Alors que les revenus du travail ou d’une activité indépendante peuvent souvent être réattribués assez clairement après un départ, le capital financier obéit à ses propres règles. Ce qui compte, ce n’est pas uniquement le domicile, mais l’interaction entre le lieu de la banque, le type de placement et la persistance de liens économiques avec l’Allemagne.

Les ETF, en particulier, conçus pour des investisseurs fiscalement résidents en Allemagne, ne déploient leurs avantages que dans le système fiscal allemand. Lorsque la résidence est transférée à l’étranger, ces mêmes avantages peuvent se transformer en inconvénients. En pratique, on voit fréquemment que des comptes-titres sont conservés sans changement alors que la situation fiscale a, elle, été profondément modifiée.

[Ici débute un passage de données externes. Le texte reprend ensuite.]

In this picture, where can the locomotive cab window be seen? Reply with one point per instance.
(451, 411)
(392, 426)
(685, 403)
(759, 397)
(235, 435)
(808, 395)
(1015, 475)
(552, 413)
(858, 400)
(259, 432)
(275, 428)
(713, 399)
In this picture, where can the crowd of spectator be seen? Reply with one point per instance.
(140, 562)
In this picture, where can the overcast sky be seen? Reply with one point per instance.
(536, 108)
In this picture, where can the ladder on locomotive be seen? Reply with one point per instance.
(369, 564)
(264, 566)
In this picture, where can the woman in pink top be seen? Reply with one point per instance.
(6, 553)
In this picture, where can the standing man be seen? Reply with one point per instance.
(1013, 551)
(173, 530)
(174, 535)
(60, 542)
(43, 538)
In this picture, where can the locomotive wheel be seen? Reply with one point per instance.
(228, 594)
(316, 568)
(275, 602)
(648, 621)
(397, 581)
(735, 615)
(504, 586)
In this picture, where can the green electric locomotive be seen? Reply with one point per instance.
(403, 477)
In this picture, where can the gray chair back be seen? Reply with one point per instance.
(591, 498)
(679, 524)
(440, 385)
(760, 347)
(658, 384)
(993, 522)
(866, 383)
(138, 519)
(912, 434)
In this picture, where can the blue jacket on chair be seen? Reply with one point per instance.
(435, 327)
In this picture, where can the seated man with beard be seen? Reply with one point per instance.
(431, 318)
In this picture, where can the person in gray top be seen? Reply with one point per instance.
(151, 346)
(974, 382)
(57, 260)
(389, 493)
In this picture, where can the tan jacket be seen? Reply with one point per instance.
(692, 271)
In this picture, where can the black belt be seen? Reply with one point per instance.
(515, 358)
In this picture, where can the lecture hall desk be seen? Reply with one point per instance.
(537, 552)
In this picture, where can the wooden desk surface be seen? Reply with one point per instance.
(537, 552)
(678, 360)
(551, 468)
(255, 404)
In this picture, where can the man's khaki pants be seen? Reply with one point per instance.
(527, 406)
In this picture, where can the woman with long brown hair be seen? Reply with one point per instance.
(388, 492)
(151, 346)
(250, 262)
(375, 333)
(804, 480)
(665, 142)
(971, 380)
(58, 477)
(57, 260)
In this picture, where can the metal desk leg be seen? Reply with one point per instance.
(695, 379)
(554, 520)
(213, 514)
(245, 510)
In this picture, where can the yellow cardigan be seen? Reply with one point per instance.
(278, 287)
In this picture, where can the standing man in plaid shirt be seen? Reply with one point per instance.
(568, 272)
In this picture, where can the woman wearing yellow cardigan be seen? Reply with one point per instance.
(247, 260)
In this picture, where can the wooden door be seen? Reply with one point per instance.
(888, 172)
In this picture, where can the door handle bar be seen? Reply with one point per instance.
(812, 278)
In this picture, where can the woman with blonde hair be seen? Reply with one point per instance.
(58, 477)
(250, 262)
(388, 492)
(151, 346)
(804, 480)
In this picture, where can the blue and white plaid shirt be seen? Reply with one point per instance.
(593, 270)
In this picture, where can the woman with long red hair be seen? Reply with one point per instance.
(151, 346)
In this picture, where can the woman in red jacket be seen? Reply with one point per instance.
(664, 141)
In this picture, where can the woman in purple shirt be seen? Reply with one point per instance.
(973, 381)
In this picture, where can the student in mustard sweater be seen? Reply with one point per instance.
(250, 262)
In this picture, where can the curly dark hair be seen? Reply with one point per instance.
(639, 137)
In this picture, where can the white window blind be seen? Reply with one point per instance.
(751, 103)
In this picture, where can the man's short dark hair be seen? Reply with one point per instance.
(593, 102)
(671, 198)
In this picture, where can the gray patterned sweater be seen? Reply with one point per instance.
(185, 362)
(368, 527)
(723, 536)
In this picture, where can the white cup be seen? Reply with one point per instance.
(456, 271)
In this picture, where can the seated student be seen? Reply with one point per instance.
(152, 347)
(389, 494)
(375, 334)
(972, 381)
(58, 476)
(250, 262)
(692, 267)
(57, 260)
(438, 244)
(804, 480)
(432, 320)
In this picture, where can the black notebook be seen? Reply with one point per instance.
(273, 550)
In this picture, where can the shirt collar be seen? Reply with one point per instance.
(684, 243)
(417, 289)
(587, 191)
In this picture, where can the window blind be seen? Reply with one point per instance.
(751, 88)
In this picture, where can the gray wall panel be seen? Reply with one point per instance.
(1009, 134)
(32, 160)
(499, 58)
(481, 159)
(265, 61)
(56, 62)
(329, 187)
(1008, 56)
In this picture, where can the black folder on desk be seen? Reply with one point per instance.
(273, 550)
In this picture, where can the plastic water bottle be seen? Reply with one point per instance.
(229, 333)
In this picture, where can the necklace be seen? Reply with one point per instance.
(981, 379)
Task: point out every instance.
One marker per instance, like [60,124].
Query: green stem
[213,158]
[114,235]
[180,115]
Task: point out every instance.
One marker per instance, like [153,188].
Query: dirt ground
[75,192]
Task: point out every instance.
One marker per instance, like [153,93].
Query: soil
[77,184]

Compte-titres allemand après le départ — légalement possible, mais souvent problématique

Un compte-titres auprès d’une banque allemande peut continuer d’exister après la désinscription. Beaucoup de banques le permettent sans obstacles majeurs. Fiscalement, toutefois, ce n’est pas neutre. Les établissements de crédit allemands sont tenus de traiter certains sujets fiscaux par précaution. Il en résulte que, même après un départ, l’impôt sur les revenus du capital, la surtaxe de solidarité ou des montants liés aux acomptes forfaitaires sur ETF peuvent continuer à être prélevés.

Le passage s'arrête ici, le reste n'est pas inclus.